103. Wielkie Derby Śląska pomiędzy Górnikiem Zabrze a Ruchem Chorzów obejrzał uważnie
Eugeniusz Lerch, który specjalnie dla serwisu Niebiescy.pl ocenił grę zawodników obu drużyn. Emocjonujące spotkanie zakończyło się remisem 2:2.
Lerch swój największy sukces odniósł w 1960 roku, gdy zdobył z Ruchem mistrzostwo Polski. Niebieskie barwy reprezentował do 1967 roku, a następnie przeniósł się do ROW-u Rybnik. W 1975 roku wyjechał do Australii, gdzie występował w Polonii Melbourne. Chorzowianin był także reprezentantem Polski oraz zagrał w meczu z brazylijskim FC Santos, w którym wystąpił również legendarny Pele.

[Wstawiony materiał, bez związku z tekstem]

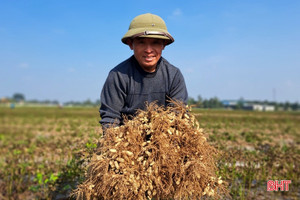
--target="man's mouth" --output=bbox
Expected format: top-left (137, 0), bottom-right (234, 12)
top-left (144, 56), bottom-right (155, 62)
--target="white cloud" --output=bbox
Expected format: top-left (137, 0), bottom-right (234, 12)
top-left (284, 80), bottom-right (294, 88)
top-left (204, 55), bottom-right (228, 69)
top-left (19, 63), bottom-right (29, 69)
top-left (21, 76), bottom-right (32, 81)
top-left (67, 67), bottom-right (76, 72)
top-left (172, 8), bottom-right (182, 17)
top-left (184, 67), bottom-right (194, 73)
top-left (86, 62), bottom-right (95, 68)
top-left (169, 8), bottom-right (183, 19)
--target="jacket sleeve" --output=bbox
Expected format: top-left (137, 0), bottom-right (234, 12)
top-left (168, 69), bottom-right (188, 104)
top-left (99, 70), bottom-right (127, 129)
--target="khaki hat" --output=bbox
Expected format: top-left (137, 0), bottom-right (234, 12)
top-left (122, 13), bottom-right (174, 45)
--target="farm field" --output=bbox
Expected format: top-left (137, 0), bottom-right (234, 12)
top-left (0, 106), bottom-right (299, 199)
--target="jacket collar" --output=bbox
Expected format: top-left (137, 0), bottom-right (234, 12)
top-left (131, 55), bottom-right (162, 78)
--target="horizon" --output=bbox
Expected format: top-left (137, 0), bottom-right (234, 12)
top-left (2, 92), bottom-right (299, 104)
top-left (1, 0), bottom-right (299, 103)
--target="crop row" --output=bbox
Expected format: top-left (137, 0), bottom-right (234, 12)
top-left (0, 107), bottom-right (299, 199)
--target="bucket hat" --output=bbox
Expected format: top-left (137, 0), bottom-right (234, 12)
top-left (122, 13), bottom-right (174, 45)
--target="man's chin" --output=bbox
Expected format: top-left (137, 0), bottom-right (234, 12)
top-left (141, 62), bottom-right (155, 67)
top-left (140, 64), bottom-right (156, 72)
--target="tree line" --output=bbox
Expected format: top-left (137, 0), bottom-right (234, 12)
top-left (2, 93), bottom-right (299, 111)
top-left (1, 93), bottom-right (100, 107)
top-left (187, 96), bottom-right (300, 111)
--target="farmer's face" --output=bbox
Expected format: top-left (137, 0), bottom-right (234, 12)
top-left (128, 38), bottom-right (165, 73)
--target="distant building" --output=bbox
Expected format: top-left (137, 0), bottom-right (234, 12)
top-left (263, 105), bottom-right (275, 111)
top-left (244, 104), bottom-right (275, 111)
top-left (222, 100), bottom-right (275, 111)
top-left (221, 100), bottom-right (238, 107)
top-left (243, 104), bottom-right (261, 111)
top-left (0, 97), bottom-right (9, 103)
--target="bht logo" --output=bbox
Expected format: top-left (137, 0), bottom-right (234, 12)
top-left (267, 180), bottom-right (291, 191)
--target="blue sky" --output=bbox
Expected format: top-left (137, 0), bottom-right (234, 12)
top-left (1, 0), bottom-right (299, 103)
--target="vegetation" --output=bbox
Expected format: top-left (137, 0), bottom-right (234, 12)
top-left (1, 93), bottom-right (100, 107)
top-left (1, 93), bottom-right (299, 110)
top-left (0, 106), bottom-right (299, 199)
top-left (75, 102), bottom-right (227, 199)
top-left (187, 96), bottom-right (300, 111)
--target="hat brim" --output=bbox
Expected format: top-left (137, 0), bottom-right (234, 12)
top-left (122, 27), bottom-right (174, 45)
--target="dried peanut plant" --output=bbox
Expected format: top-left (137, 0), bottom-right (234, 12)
top-left (74, 101), bottom-right (228, 200)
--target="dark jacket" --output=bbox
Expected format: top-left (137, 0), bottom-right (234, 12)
top-left (99, 55), bottom-right (188, 128)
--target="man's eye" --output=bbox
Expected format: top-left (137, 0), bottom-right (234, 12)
top-left (137, 40), bottom-right (145, 44)
top-left (153, 40), bottom-right (163, 45)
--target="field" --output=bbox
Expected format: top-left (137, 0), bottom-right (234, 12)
top-left (0, 106), bottom-right (299, 199)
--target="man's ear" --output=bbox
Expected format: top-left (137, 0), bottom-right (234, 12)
top-left (127, 39), bottom-right (134, 50)
top-left (162, 41), bottom-right (168, 50)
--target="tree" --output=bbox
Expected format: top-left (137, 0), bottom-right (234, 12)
top-left (236, 97), bottom-right (245, 110)
top-left (187, 97), bottom-right (197, 106)
top-left (83, 99), bottom-right (93, 106)
top-left (196, 95), bottom-right (203, 108)
top-left (291, 102), bottom-right (299, 111)
top-left (95, 99), bottom-right (101, 106)
top-left (207, 97), bottom-right (222, 108)
top-left (12, 93), bottom-right (25, 102)
top-left (203, 99), bottom-right (209, 108)
top-left (284, 101), bottom-right (291, 111)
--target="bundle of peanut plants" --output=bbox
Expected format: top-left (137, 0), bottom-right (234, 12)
top-left (74, 101), bottom-right (227, 200)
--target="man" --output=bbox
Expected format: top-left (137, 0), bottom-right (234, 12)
top-left (100, 13), bottom-right (188, 131)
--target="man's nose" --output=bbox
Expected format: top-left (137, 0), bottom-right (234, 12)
top-left (144, 44), bottom-right (153, 52)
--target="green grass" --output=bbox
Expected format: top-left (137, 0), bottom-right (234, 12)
top-left (0, 107), bottom-right (299, 199)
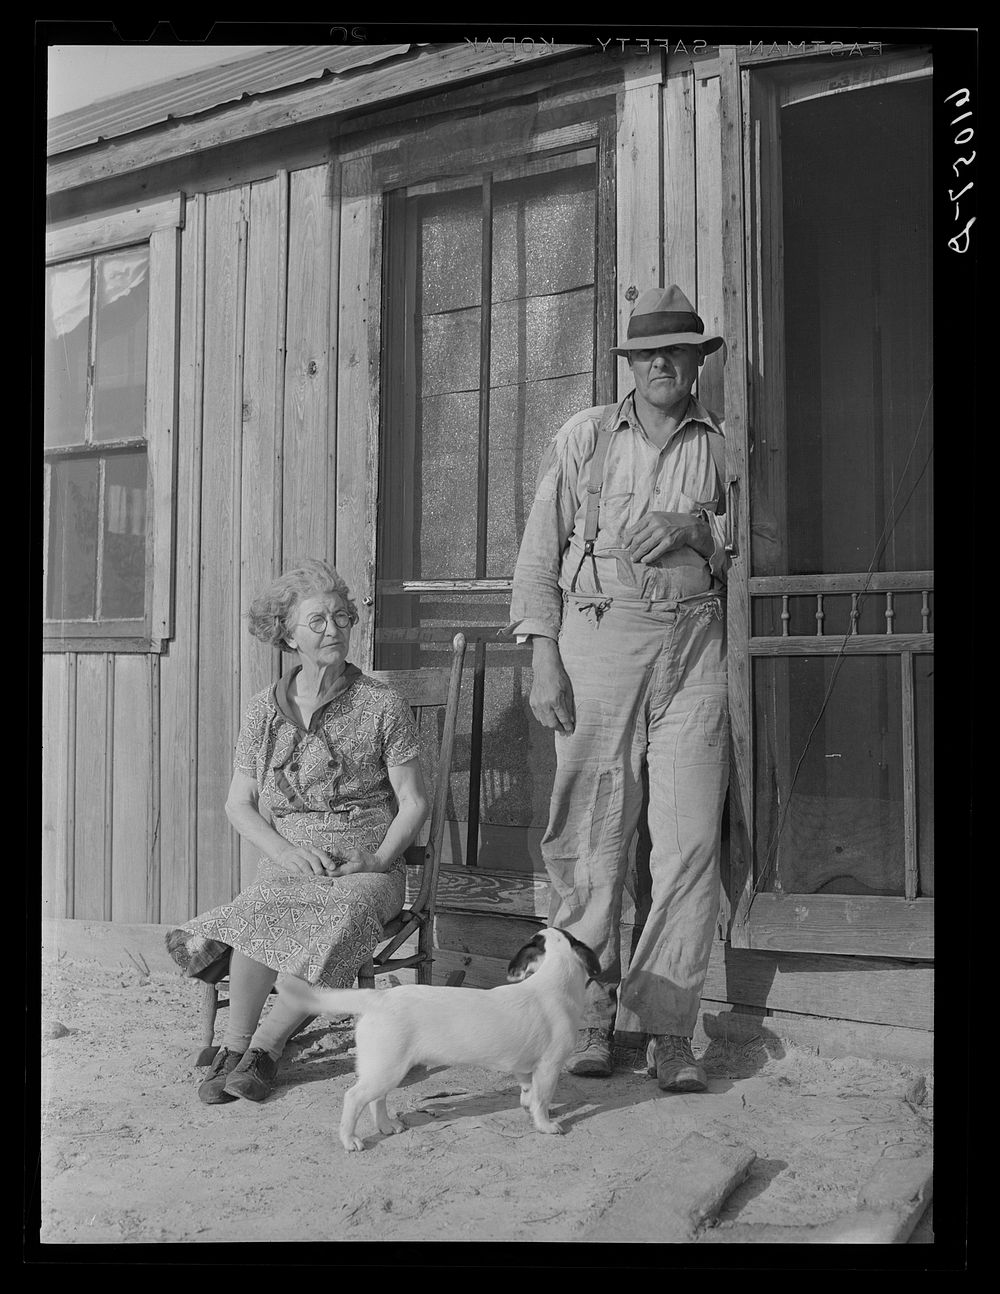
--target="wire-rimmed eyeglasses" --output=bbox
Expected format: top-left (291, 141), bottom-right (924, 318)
top-left (298, 610), bottom-right (357, 634)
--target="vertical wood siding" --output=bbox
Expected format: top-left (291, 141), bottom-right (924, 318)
top-left (336, 156), bottom-right (377, 666)
top-left (694, 72), bottom-right (725, 416)
top-left (282, 165), bottom-right (336, 568)
top-left (662, 69), bottom-right (697, 295)
top-left (238, 174), bottom-right (285, 891)
top-left (41, 656), bottom-right (70, 919)
top-left (615, 62), bottom-right (663, 402)
top-left (158, 192), bottom-right (204, 924)
top-left (110, 655), bottom-right (152, 921)
top-left (42, 69), bottom-right (732, 927)
top-left (197, 186), bottom-right (245, 913)
top-left (72, 654), bottom-right (109, 918)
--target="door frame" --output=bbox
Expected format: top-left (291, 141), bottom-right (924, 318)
top-left (719, 45), bottom-right (935, 957)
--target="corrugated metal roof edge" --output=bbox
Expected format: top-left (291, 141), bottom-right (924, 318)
top-left (47, 44), bottom-right (419, 158)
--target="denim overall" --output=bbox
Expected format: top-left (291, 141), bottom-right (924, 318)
top-left (543, 416), bottom-right (730, 1038)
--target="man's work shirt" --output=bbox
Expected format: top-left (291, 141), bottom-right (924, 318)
top-left (509, 392), bottom-right (729, 641)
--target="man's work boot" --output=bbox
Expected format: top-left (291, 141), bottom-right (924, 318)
top-left (647, 1034), bottom-right (708, 1092)
top-left (565, 1027), bottom-right (613, 1077)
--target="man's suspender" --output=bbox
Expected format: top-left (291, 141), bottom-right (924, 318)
top-left (569, 412), bottom-right (619, 594)
top-left (568, 412), bottom-right (729, 596)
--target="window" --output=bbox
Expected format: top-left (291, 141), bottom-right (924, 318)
top-left (45, 249), bottom-right (150, 628)
top-left (43, 197), bottom-right (181, 651)
top-left (375, 142), bottom-right (615, 870)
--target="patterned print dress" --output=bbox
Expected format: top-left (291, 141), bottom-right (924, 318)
top-left (165, 664), bottom-right (420, 988)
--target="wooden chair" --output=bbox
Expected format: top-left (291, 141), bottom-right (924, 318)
top-left (194, 632), bottom-right (467, 1065)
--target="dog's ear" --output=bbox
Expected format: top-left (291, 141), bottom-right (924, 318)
top-left (506, 932), bottom-right (546, 982)
top-left (563, 931), bottom-right (602, 983)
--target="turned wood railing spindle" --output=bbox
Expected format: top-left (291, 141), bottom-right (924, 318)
top-left (921, 589), bottom-right (930, 633)
top-left (781, 594), bottom-right (790, 637)
top-left (885, 590), bottom-right (895, 633)
top-left (850, 592), bottom-right (860, 635)
top-left (815, 593), bottom-right (825, 636)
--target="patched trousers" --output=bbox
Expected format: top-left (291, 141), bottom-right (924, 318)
top-left (542, 591), bottom-right (729, 1038)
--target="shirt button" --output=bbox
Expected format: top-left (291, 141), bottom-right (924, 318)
top-left (289, 762), bottom-right (300, 772)
top-left (327, 758), bottom-right (336, 768)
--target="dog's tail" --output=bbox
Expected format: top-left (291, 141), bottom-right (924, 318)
top-left (278, 977), bottom-right (383, 1019)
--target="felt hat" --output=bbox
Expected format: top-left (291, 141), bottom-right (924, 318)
top-left (612, 285), bottom-right (724, 355)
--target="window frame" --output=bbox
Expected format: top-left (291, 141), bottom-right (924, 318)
top-left (720, 49), bottom-right (935, 958)
top-left (43, 195), bottom-right (182, 653)
top-left (370, 112), bottom-right (618, 870)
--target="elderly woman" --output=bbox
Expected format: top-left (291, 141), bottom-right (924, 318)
top-left (166, 559), bottom-right (428, 1105)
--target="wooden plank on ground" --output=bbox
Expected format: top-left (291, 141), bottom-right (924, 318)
top-left (111, 656), bottom-right (152, 922)
top-left (72, 654), bottom-right (108, 920)
top-left (586, 1132), bottom-right (756, 1241)
top-left (42, 655), bottom-right (71, 919)
top-left (282, 165), bottom-right (335, 568)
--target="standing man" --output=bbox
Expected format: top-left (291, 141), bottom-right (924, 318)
top-left (509, 286), bottom-right (730, 1091)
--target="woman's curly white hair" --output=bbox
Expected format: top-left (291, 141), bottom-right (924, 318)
top-left (246, 559), bottom-right (357, 652)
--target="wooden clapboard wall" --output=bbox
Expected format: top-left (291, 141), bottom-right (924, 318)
top-left (41, 155), bottom-right (378, 925)
top-left (40, 50), bottom-right (728, 927)
top-left (614, 55), bottom-right (724, 416)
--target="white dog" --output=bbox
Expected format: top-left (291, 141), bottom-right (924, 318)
top-left (278, 926), bottom-right (601, 1151)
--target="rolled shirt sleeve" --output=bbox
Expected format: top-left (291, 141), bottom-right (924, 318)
top-left (509, 415), bottom-right (595, 641)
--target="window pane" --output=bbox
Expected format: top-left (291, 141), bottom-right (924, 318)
top-left (770, 81), bottom-right (932, 576)
top-left (490, 288), bottom-right (594, 387)
top-left (101, 450), bottom-right (147, 619)
top-left (418, 189), bottom-right (482, 314)
top-left (47, 457), bottom-right (98, 620)
top-left (492, 163), bottom-right (596, 302)
top-left (45, 262), bottom-right (91, 448)
top-left (753, 655), bottom-right (906, 895)
top-left (915, 655), bottom-right (933, 896)
top-left (416, 391), bottom-right (480, 577)
top-left (93, 248), bottom-right (148, 442)
top-left (487, 372), bottom-right (593, 577)
top-left (420, 307), bottom-right (481, 397)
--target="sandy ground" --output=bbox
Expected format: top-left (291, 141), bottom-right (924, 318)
top-left (36, 951), bottom-right (934, 1246)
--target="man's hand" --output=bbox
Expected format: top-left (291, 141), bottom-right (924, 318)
top-left (625, 511), bottom-right (710, 564)
top-left (529, 637), bottom-right (576, 734)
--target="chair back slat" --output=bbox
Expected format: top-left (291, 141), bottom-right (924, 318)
top-left (369, 633), bottom-right (466, 920)
top-left (367, 666), bottom-right (454, 709)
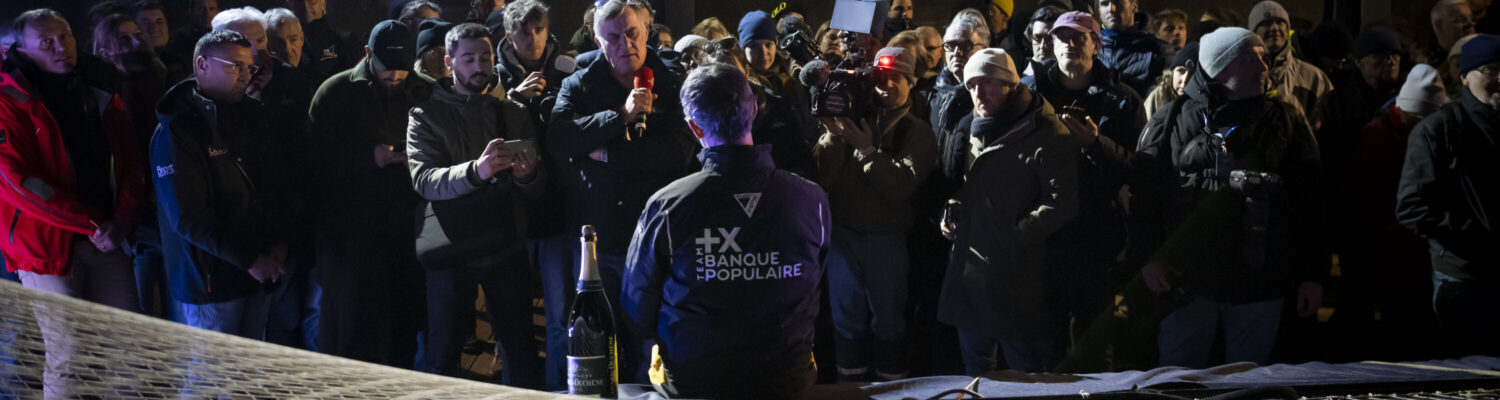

W 1994 roku Lerch był asystentem ówczesnego trenera Ruchu, Albina Wiry.
Noty piłkarzy (w skali od 1 do 10) wg Eugeniusza Lercha:
Górnik Zabrze
Pavels Steinbors - 5
Dominik Sadzawicki (67') - 3
Błażej Augustyn - 5
Ołeksandr Szeweluchin - 5
Mariusz Magiera - 5
Łukasz Madej - 5
Dzikamai Gwaze (77') - 3
Radosław Sobolewski - 5
Roman Gergel - 6
Rafał Kosznik - 5
Wojciech Łuczak (60') - 4
Szymon Skrzypczak (60') - 2
Robert Jeż (67') - 1
Rafał Kurzawa (77') - 1
Ruch Chorzów
Matus Putnocky - 6
Martin Konczkowski - 6
Michał Helik - 0 (gdyby nie czerwona kartka, byłoby 6)
Marcin Malinowski - 6
Paweł Oleksy - 6
Marek Zieńczuk (68') - 5
Łukasz Surma - 7
Bartłomiej Babiarz - 6
Filip Starzyński (83') - 7
Rołand Gigołajew - 5
Grzegorz Kuświk (90') - 8
Jakub Kowalski (68') - 2
Michał Efir (83') - 1
Eduards Visnakovs (90') - niesklas.
Piłkarze meczu wg Eugeniusza Lercha: Grzegorz Kuświk i Filip Starzyński
- Zdecydowałem się na wyróżnienie dwóch zawodników. Obydwaj bardzo ruchliwi, szukający gry i w miarę dokładni w swoich podaniach. Byli współautorami bramek oraz dobrej gry drużyny zarówno w ataku, jak i w pomocy. Było widać, że się szukali na boisku. Pierwszeństwo należy się Kuświkowi, bo strzelił dwie bramki. Szkoda, że musiał zejść Starzyński, bo od tego momentu gra zrobiła się słabsza.
Opinia o meczu:
- Ruch rozpoczął 103. derby w dobrym stylu. Dobrze ustawiony w drugiej linii uzyskał optyczną przewagę. Grał dokładnie i mądrze rozgrywał piłkę. Częste zmiany kierunku gry preferowane przez Surmę siały zamęt w niezbyt szczelnej defensywie Górnika. Dwójkowe zagrania Starzyńskiego i Kuświka ogrywały parę stoperów, którzy grali ostro.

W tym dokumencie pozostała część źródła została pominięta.